"Carte du Canada qui Comprend la Partie Septentrionale des Etars Unis d'Amerique...", Delisle/Dezauche
Subject: Colonial Northeastern United States & Canada, Great Lakes
Period: 1783 (dated)
Publication: Atlas Geographique Des Quatre Parties Du Monde
Color: Hand Color
25.8 x 19.9 inches
65.5 x 50.5 cm
First issued by Guillaume Delisle in 1703, this richly detailed map provides the most accurate rendering of the Great Lakes of the time, with the lakes fully enclosed and properly placed in longitude and latitude. Delisle's map of Canada and the Great Lakes is one of the most outstanding and influential maps of the eighteenth century.
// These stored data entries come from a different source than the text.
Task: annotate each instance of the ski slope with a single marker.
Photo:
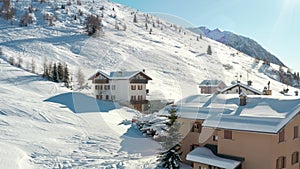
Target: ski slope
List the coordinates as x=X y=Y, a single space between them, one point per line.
x=38 y=131
x=44 y=125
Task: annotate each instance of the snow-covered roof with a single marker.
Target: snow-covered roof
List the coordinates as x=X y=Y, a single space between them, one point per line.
x=204 y=155
x=120 y=75
x=210 y=82
x=265 y=114
x=243 y=86
x=123 y=74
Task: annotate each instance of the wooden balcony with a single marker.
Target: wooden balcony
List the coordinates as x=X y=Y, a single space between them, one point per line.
x=139 y=101
x=144 y=81
x=100 y=81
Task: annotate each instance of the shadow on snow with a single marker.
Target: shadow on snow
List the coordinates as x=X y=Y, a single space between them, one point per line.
x=81 y=103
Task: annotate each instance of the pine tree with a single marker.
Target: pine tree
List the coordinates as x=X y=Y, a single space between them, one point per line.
x=11 y=60
x=209 y=52
x=134 y=18
x=20 y=61
x=33 y=65
x=80 y=77
x=54 y=73
x=46 y=69
x=170 y=157
x=60 y=72
x=66 y=78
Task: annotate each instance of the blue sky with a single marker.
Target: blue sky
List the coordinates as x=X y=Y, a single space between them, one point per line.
x=275 y=24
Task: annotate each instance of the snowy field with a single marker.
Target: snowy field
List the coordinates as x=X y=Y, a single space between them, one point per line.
x=45 y=126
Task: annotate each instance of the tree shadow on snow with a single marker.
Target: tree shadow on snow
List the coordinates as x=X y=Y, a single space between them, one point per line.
x=81 y=103
x=133 y=142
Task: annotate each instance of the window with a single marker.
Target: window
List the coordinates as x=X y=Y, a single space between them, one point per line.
x=140 y=87
x=133 y=97
x=227 y=134
x=140 y=97
x=113 y=97
x=197 y=127
x=133 y=87
x=107 y=87
x=296 y=131
x=281 y=136
x=295 y=157
x=215 y=138
x=280 y=163
x=193 y=146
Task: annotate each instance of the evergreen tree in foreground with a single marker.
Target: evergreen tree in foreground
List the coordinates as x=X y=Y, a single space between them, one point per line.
x=209 y=51
x=170 y=157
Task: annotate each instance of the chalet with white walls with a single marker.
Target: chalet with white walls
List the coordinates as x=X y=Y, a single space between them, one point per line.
x=239 y=88
x=126 y=87
x=211 y=86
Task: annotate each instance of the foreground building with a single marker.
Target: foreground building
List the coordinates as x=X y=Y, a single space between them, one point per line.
x=126 y=87
x=240 y=132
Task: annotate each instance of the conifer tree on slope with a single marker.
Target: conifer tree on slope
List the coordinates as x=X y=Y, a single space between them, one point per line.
x=170 y=157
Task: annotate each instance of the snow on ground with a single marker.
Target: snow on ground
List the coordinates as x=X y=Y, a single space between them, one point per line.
x=174 y=59
x=40 y=123
x=37 y=131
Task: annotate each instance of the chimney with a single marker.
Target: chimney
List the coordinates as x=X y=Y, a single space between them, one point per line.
x=249 y=82
x=243 y=99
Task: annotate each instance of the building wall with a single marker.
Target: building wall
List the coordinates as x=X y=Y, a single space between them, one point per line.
x=235 y=90
x=287 y=147
x=137 y=92
x=254 y=147
x=194 y=138
x=211 y=89
x=120 y=92
x=262 y=150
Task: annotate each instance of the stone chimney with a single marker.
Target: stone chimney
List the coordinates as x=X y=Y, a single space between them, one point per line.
x=243 y=99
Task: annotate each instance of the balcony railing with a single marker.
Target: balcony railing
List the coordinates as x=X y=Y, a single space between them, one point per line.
x=139 y=101
x=100 y=81
x=139 y=81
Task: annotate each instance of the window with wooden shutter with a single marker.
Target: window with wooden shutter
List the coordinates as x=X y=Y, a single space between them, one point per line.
x=295 y=157
x=296 y=131
x=197 y=127
x=280 y=163
x=227 y=134
x=281 y=136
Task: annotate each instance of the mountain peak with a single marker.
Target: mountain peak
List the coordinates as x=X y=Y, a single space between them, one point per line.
x=241 y=43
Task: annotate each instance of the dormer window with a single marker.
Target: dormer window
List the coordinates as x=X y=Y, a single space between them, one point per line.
x=197 y=127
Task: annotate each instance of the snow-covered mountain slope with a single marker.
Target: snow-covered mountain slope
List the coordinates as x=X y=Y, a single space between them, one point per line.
x=36 y=133
x=241 y=43
x=42 y=129
x=172 y=56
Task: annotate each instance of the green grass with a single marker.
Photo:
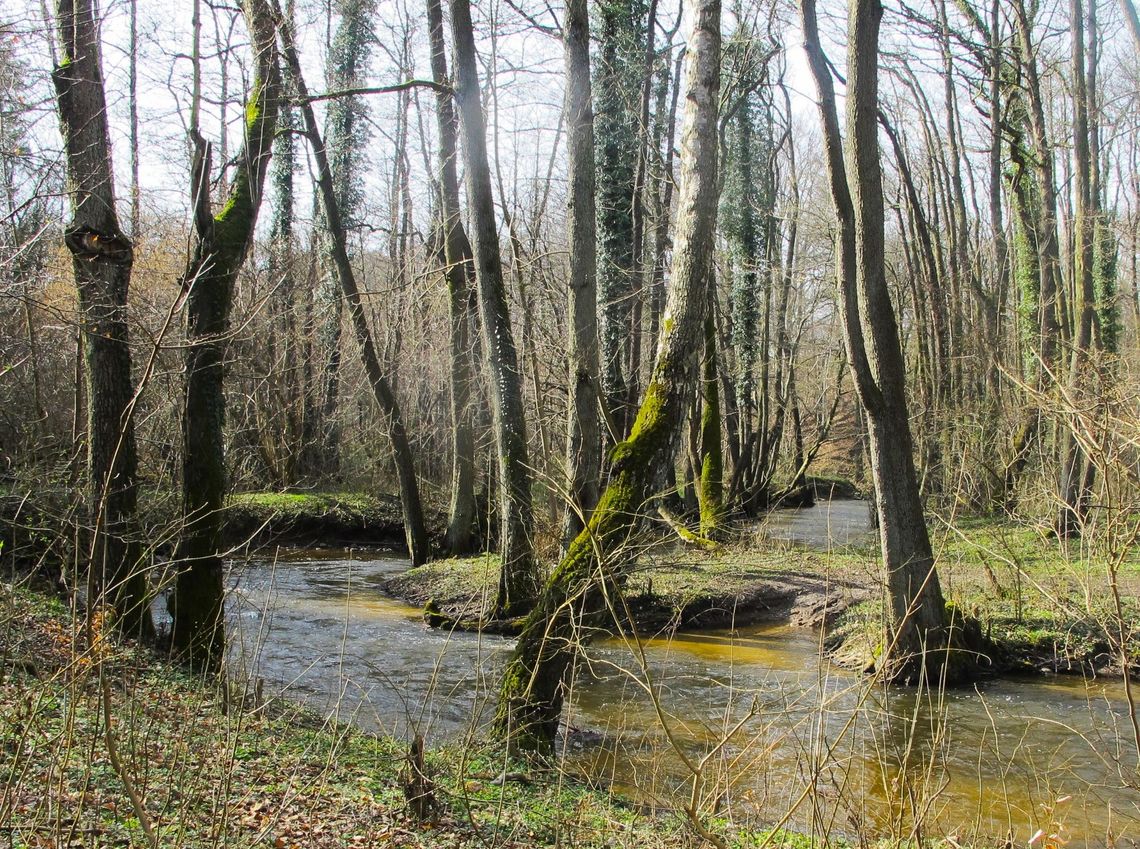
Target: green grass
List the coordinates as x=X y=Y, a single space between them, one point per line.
x=214 y=769
x=315 y=504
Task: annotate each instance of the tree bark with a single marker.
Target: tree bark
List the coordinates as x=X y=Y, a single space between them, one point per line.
x=1074 y=497
x=222 y=243
x=102 y=259
x=461 y=520
x=415 y=529
x=518 y=585
x=575 y=601
x=917 y=633
x=584 y=435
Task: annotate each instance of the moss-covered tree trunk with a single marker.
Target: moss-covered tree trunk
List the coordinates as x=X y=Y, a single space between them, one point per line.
x=1076 y=470
x=918 y=637
x=102 y=259
x=575 y=601
x=221 y=245
x=415 y=529
x=518 y=586
x=617 y=90
x=458 y=262
x=711 y=490
x=584 y=435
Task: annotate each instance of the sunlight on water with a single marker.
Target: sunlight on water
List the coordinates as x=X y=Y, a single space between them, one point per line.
x=767 y=716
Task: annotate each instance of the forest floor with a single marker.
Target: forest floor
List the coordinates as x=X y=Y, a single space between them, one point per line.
x=1044 y=605
x=185 y=762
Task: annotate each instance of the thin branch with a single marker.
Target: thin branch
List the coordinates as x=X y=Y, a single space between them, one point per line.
x=442 y=88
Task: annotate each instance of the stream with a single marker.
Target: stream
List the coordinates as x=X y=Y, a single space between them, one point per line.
x=760 y=711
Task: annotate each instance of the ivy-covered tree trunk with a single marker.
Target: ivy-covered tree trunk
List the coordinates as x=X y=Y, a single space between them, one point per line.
x=575 y=601
x=461 y=521
x=711 y=490
x=518 y=585
x=584 y=435
x=221 y=245
x=918 y=635
x=102 y=259
x=415 y=529
x=617 y=94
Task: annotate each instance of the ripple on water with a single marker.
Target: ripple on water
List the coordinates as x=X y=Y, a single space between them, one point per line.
x=998 y=756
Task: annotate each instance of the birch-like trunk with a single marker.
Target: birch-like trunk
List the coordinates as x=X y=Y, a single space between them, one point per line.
x=102 y=259
x=575 y=601
x=224 y=241
x=518 y=585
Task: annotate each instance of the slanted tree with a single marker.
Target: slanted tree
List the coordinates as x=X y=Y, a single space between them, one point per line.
x=584 y=438
x=618 y=81
x=102 y=259
x=459 y=269
x=918 y=631
x=518 y=585
x=415 y=529
x=573 y=603
x=222 y=241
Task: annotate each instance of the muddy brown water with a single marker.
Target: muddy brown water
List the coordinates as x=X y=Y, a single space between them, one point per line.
x=763 y=719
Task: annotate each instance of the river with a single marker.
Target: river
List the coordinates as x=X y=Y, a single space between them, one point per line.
x=773 y=720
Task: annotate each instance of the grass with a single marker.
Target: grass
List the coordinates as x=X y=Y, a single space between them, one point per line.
x=1045 y=604
x=213 y=768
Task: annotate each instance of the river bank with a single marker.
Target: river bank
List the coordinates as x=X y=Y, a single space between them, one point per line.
x=1043 y=606
x=212 y=766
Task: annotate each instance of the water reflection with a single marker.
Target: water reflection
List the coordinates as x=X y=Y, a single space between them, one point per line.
x=767 y=716
x=825 y=524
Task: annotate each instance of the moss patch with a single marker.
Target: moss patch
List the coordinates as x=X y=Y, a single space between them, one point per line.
x=218 y=768
x=328 y=519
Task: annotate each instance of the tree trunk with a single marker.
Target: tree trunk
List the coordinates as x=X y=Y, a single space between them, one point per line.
x=584 y=437
x=573 y=602
x=917 y=633
x=461 y=520
x=711 y=489
x=222 y=243
x=415 y=530
x=518 y=585
x=102 y=259
x=1075 y=497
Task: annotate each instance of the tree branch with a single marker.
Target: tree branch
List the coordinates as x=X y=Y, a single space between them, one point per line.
x=442 y=88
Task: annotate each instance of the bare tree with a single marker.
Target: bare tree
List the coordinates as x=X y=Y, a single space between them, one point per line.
x=222 y=242
x=584 y=440
x=573 y=599
x=102 y=259
x=918 y=633
x=518 y=585
x=415 y=529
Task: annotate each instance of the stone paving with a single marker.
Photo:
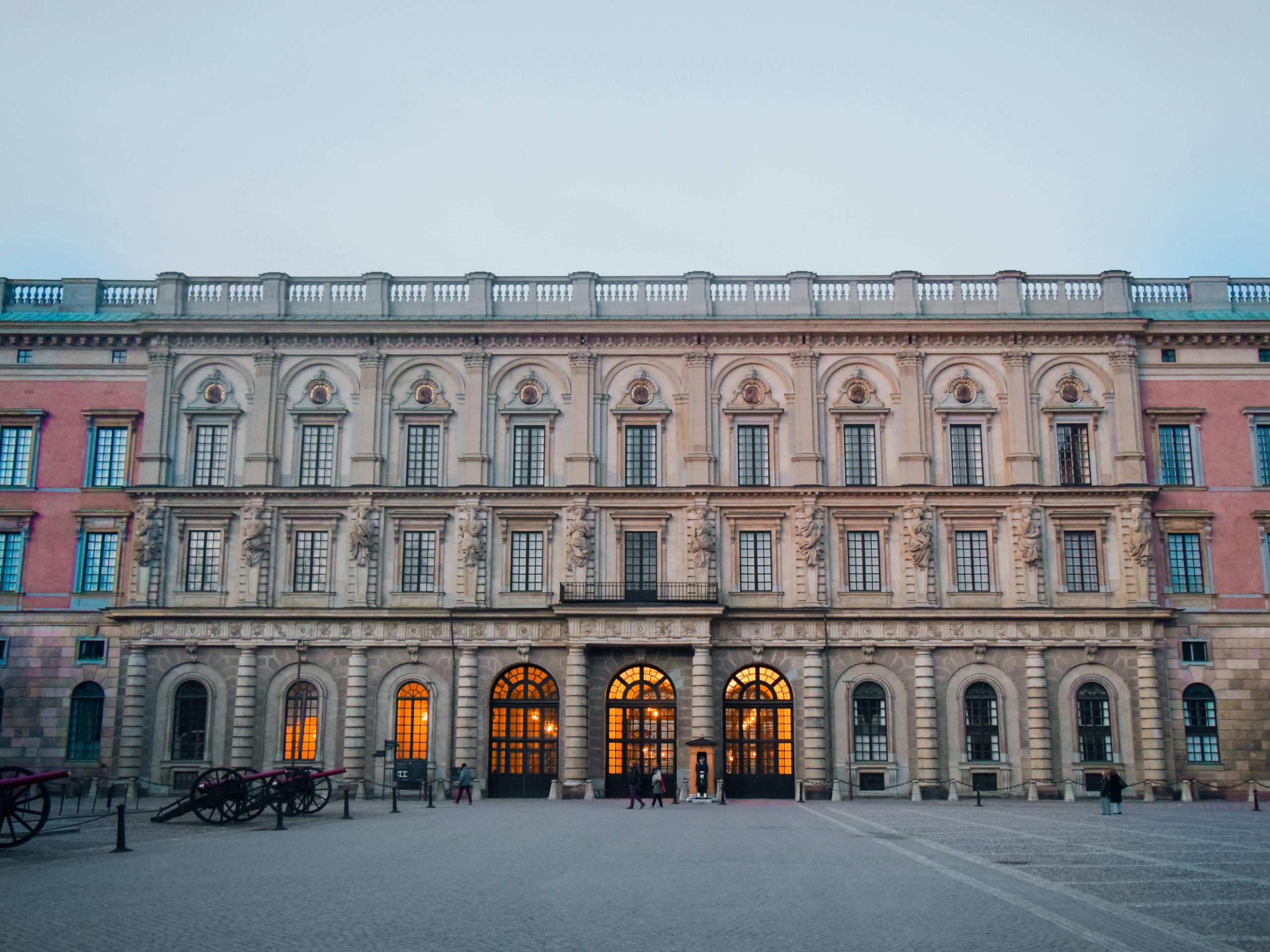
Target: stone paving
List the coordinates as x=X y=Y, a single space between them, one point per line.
x=541 y=875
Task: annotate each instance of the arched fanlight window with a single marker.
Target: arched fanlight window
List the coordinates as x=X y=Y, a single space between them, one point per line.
x=84 y=738
x=412 y=722
x=982 y=722
x=300 y=738
x=1094 y=722
x=869 y=708
x=190 y=721
x=1199 y=715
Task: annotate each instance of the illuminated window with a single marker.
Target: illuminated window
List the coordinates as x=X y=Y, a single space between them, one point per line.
x=300 y=734
x=412 y=734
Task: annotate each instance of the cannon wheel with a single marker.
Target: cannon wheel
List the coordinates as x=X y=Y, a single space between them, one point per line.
x=309 y=795
x=23 y=810
x=219 y=795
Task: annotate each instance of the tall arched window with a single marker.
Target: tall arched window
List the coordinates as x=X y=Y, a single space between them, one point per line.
x=524 y=735
x=300 y=738
x=412 y=722
x=190 y=721
x=1199 y=715
x=84 y=738
x=982 y=722
x=1094 y=722
x=759 y=734
x=640 y=726
x=869 y=706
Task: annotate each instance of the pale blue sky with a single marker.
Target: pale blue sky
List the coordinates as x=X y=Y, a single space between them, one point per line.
x=647 y=139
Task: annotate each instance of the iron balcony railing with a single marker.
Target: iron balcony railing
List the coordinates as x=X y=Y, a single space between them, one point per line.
x=622 y=592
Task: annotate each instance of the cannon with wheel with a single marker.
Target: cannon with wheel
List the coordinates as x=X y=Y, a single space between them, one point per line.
x=23 y=804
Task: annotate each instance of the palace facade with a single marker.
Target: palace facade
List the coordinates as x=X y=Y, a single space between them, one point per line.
x=870 y=536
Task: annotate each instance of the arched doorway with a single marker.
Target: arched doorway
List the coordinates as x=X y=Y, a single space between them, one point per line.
x=640 y=728
x=759 y=734
x=524 y=737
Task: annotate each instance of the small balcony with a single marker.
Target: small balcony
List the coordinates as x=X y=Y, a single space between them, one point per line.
x=662 y=592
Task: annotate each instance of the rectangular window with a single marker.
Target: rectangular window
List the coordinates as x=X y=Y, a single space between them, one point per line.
x=1185 y=565
x=529 y=456
x=972 y=560
x=864 y=561
x=16 y=445
x=423 y=456
x=110 y=456
x=313 y=549
x=527 y=560
x=967 y=442
x=642 y=456
x=101 y=555
x=1081 y=558
x=203 y=561
x=860 y=452
x=211 y=456
x=752 y=463
x=420 y=561
x=1194 y=653
x=1175 y=456
x=756 y=560
x=1074 y=455
x=317 y=455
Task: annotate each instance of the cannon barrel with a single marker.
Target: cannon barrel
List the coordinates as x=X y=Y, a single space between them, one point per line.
x=33 y=778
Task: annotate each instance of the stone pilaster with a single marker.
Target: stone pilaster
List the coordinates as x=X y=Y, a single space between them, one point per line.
x=243 y=743
x=1038 y=719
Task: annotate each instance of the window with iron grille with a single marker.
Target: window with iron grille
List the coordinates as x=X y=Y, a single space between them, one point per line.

It correctly positions the Ohio River but confuses its name with the Wabash River. West of the Mississippi, Lahontan's fictitious Riviere Longue is prominently depicted. In Canada, special attention is given to the rivers and lakes between Hudson Bay and the St. Lawrence, and Lac de Assenipoils (Lake Winnipeg) connects to Hudson Bay. Sanson's three islands of the Arctic are retained. The exquisite cartouche is decorated with a beaver, natives (one of whom is bearing a scalp), and Jesuit explorers. A table of colors below the cartouche distinguishes the boundaries of the United States and European possessions. This is the eighth state of the map, issued by Dezauche in 1783 and 1789, before nearly all traces of royalty were erased from the cartouche in the wake of the French Revolution. It is the first state to reflect the founding of the United States.
References: Kershaw # 315; Tooley (Amer) #42, p. 21.
A fine impression with original outline color on a watermarked sheet with light soiling and a tiny hole at bottom near the centerfold. Professionally remargined at top with a portion of border replaced in facsimile.